Personalized Immunotherapy for Resistant Lung Cancer Mutations - European Medical Journal Personalized Immunotherapy for Resistant Lung Cancer Mutations - AMJ

Personalized Immunotherapy for Resistant Lung Cancer Mutations

A NEW study from The University of Texas MD Anderson Cancer Center, Houston, Texas, has revealed that a combination of dual immunotherapy and chemotherapy improves outcomes for patients with metastatic non-squamous non-small cell lung cancer (NSCLC) who harbor specific mutations. Patients with STK11 and/or KEAP1 tumor suppressor gene mutations, known for their resistance to standard treatments, showed better responses to the addition of the immunotherapy drug tremelimumab, combined with durvalumab and chemotherapy.

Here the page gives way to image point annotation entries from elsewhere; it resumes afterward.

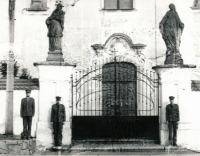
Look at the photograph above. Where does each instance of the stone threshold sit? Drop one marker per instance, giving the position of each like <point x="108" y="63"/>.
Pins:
<point x="128" y="147"/>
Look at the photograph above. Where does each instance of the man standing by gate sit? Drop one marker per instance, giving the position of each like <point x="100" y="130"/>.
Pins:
<point x="57" y="118"/>
<point x="172" y="118"/>
<point x="27" y="112"/>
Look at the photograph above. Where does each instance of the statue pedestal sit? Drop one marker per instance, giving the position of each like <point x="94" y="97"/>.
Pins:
<point x="55" y="56"/>
<point x="176" y="81"/>
<point x="54" y="80"/>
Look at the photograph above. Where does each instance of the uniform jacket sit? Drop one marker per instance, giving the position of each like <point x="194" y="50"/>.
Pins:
<point x="58" y="113"/>
<point x="27" y="107"/>
<point x="172" y="112"/>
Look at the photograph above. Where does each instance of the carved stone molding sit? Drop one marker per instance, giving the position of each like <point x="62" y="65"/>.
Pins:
<point x="196" y="5"/>
<point x="121" y="47"/>
<point x="21" y="84"/>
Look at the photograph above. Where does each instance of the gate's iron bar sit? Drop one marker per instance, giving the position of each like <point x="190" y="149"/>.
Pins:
<point x="146" y="91"/>
<point x="91" y="91"/>
<point x="115" y="82"/>
<point x="95" y="89"/>
<point x="84" y="93"/>
<point x="72" y="96"/>
<point x="138" y="88"/>
<point x="155" y="102"/>
<point x="150" y="93"/>
<point x="76" y="94"/>
<point x="88" y="92"/>
<point x="80" y="93"/>
<point x="99" y="89"/>
<point x="142" y="90"/>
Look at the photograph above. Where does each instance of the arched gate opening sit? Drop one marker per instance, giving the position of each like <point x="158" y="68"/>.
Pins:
<point x="116" y="100"/>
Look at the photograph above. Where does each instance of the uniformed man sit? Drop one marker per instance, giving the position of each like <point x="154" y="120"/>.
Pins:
<point x="27" y="112"/>
<point x="172" y="118"/>
<point x="57" y="118"/>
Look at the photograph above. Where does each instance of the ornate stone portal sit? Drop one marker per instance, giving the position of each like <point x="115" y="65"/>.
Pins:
<point x="171" y="29"/>
<point x="119" y="46"/>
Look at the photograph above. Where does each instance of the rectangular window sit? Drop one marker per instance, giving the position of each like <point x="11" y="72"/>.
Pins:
<point x="118" y="4"/>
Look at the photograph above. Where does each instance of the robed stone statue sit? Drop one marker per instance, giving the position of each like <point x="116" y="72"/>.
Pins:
<point x="55" y="25"/>
<point x="171" y="28"/>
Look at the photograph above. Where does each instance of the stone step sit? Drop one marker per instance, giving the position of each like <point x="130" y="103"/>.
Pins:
<point x="128" y="147"/>
<point x="122" y="141"/>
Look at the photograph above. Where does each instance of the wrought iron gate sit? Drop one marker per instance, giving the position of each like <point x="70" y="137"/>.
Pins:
<point x="116" y="100"/>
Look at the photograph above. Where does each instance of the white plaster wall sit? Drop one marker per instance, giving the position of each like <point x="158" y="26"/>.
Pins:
<point x="86" y="24"/>
<point x="18" y="122"/>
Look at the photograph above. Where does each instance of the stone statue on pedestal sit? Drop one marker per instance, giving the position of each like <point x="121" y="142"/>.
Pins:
<point x="55" y="25"/>
<point x="171" y="29"/>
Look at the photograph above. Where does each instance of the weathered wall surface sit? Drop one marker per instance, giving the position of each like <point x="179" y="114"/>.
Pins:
<point x="87" y="23"/>
<point x="18" y="123"/>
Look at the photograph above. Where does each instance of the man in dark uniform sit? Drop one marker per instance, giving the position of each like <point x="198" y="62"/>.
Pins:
<point x="57" y="118"/>
<point x="27" y="112"/>
<point x="172" y="118"/>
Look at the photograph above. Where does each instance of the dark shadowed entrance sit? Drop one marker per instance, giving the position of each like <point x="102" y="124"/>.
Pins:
<point x="116" y="100"/>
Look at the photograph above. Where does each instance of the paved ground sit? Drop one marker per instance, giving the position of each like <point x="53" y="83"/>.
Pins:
<point x="74" y="153"/>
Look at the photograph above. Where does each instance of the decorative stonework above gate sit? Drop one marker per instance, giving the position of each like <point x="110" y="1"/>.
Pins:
<point x="120" y="46"/>
<point x="196" y="5"/>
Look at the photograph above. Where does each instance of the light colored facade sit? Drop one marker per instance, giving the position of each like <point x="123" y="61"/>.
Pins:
<point x="86" y="24"/>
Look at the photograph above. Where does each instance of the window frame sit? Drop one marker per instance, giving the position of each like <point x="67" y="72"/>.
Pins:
<point x="118" y="6"/>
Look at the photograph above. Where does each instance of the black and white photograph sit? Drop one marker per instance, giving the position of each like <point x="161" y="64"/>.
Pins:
<point x="100" y="77"/>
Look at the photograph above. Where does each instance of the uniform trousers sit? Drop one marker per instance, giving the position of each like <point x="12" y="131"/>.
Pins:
<point x="57" y="127"/>
<point x="27" y="123"/>
<point x="173" y="126"/>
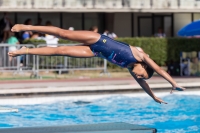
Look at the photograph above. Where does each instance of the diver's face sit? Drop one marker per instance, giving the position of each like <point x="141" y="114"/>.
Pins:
<point x="140" y="71"/>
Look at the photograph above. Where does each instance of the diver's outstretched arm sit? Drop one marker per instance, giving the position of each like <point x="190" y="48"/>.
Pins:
<point x="86" y="37"/>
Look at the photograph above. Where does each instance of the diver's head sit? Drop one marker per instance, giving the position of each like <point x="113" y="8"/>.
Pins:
<point x="142" y="70"/>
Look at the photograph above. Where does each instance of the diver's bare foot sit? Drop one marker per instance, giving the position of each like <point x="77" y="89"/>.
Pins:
<point x="18" y="52"/>
<point x="19" y="27"/>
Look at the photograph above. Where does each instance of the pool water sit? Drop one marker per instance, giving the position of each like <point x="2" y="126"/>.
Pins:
<point x="180" y="115"/>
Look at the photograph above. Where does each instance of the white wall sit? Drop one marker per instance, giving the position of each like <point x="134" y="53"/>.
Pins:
<point x="54" y="18"/>
<point x="91" y="19"/>
<point x="72" y="20"/>
<point x="180" y="20"/>
<point x="21" y="17"/>
<point x="122" y="24"/>
<point x="136" y="15"/>
<point x="196" y="16"/>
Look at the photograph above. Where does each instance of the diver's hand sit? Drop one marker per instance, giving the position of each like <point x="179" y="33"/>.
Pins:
<point x="158" y="100"/>
<point x="18" y="28"/>
<point x="178" y="88"/>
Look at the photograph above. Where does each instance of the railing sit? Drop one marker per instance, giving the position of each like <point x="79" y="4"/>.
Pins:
<point x="100" y="4"/>
<point x="36" y="63"/>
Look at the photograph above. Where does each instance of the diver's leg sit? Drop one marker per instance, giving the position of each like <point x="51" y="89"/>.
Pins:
<point x="72" y="51"/>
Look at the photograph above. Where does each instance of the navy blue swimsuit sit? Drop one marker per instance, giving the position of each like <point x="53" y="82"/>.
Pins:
<point x="115" y="52"/>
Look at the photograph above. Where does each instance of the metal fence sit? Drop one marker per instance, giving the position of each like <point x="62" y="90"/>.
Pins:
<point x="38" y="63"/>
<point x="99" y="4"/>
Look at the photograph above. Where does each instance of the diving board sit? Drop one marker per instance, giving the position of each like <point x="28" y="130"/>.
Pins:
<point x="90" y="128"/>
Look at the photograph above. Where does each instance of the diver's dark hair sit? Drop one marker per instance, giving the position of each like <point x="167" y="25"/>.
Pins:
<point x="150" y="72"/>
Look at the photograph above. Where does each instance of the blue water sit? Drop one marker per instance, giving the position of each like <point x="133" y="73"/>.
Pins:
<point x="180" y="115"/>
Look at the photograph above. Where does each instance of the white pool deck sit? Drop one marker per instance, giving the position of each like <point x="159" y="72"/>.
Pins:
<point x="100" y="85"/>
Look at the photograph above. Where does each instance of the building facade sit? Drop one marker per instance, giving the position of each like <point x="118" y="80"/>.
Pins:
<point x="127" y="18"/>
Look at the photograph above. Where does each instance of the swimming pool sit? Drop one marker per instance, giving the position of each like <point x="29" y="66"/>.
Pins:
<point x="180" y="115"/>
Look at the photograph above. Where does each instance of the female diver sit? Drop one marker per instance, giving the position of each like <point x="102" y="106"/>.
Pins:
<point x="134" y="59"/>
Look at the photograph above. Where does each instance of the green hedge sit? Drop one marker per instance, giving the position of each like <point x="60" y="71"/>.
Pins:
<point x="160" y="50"/>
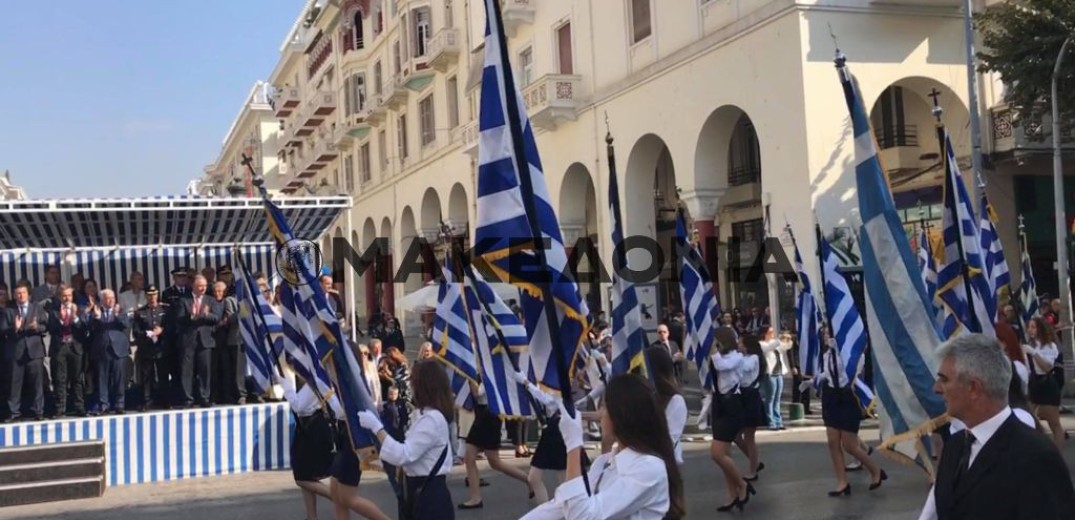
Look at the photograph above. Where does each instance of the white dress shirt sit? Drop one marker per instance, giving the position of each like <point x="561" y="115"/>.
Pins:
<point x="982" y="433"/>
<point x="728" y="371"/>
<point x="675" y="414"/>
<point x="627" y="485"/>
<point x="426" y="441"/>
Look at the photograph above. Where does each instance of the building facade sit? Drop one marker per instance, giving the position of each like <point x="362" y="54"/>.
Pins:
<point x="730" y="109"/>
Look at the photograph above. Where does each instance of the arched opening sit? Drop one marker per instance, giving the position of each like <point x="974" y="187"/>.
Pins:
<point x="578" y="221"/>
<point x="649" y="210"/>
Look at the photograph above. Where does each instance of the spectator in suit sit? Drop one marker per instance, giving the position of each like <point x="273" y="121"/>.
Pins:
<point x="23" y="329"/>
<point x="68" y="332"/>
<point x="110" y="346"/>
<point x="198" y="317"/>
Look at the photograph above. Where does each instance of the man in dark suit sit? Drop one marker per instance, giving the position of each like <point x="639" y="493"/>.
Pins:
<point x="23" y="329"/>
<point x="153" y="365"/>
<point x="110" y="347"/>
<point x="67" y="331"/>
<point x="197" y="319"/>
<point x="998" y="467"/>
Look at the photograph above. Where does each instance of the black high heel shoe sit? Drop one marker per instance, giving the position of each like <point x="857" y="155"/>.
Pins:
<point x="843" y="492"/>
<point x="884" y="476"/>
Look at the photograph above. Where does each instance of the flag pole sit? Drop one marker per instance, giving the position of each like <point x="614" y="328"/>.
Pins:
<point x="522" y="167"/>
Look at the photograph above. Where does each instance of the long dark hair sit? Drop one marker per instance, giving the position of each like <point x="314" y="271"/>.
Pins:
<point x="431" y="388"/>
<point x="663" y="371"/>
<point x="639" y="423"/>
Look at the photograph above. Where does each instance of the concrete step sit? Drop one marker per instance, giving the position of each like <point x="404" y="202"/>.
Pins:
<point x="40" y="472"/>
<point x="15" y="494"/>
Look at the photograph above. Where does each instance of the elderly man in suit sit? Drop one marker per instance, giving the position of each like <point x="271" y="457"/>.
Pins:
<point x="23" y="328"/>
<point x="197" y="319"/>
<point x="110" y="346"/>
<point x="998" y="467"/>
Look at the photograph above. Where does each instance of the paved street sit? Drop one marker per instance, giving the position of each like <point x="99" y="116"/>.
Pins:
<point x="792" y="486"/>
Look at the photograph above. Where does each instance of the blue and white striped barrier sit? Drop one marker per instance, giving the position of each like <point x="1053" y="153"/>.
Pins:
<point x="176" y="445"/>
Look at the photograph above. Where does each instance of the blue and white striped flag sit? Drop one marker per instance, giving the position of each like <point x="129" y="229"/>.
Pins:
<point x="311" y="314"/>
<point x="904" y="337"/>
<point x="962" y="270"/>
<point x="700" y="304"/>
<point x="628" y="337"/>
<point x="513" y="208"/>
<point x="995" y="266"/>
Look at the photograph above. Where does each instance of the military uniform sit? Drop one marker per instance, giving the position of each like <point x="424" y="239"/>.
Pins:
<point x="153" y="351"/>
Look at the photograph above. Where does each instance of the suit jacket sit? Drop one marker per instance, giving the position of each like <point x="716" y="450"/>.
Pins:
<point x="1017" y="475"/>
<point x="110" y="335"/>
<point x="29" y="338"/>
<point x="196" y="332"/>
<point x="56" y="331"/>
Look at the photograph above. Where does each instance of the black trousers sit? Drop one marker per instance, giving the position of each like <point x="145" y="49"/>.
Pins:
<point x="153" y="373"/>
<point x="29" y="373"/>
<point x="111" y="381"/>
<point x="196" y="363"/>
<point x="68" y="379"/>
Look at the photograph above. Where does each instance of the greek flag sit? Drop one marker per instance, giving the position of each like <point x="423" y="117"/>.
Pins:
<point x="997" y="274"/>
<point x="309" y="312"/>
<point x="259" y="326"/>
<point x="699" y="303"/>
<point x="628" y="338"/>
<point x="962" y="270"/>
<point x="1028" y="290"/>
<point x="898" y="313"/>
<point x="499" y="340"/>
<point x="514" y="208"/>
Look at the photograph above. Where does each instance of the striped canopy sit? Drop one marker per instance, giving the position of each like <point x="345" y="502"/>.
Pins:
<point x="66" y="225"/>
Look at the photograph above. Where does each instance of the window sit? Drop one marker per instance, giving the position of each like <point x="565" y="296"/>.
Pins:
<point x="453" y="87"/>
<point x="363" y="163"/>
<point x="640" y="20"/>
<point x="401" y="136"/>
<point x="563" y="49"/>
<point x="427" y="120"/>
<point x="526" y="67"/>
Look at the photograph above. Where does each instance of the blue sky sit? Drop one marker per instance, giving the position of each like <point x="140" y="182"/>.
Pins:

The study highlights these genetic mutations as potential biomarkers to identify patients likely to benefit from this combined treatment strategy. The results showed improvement in overall response rates, with 42.9% of patients in the combination group responding to the therapy, compared to 30.2% in the immunotherapy and chemotherapy group alone, and 28% with chemotherapy alone.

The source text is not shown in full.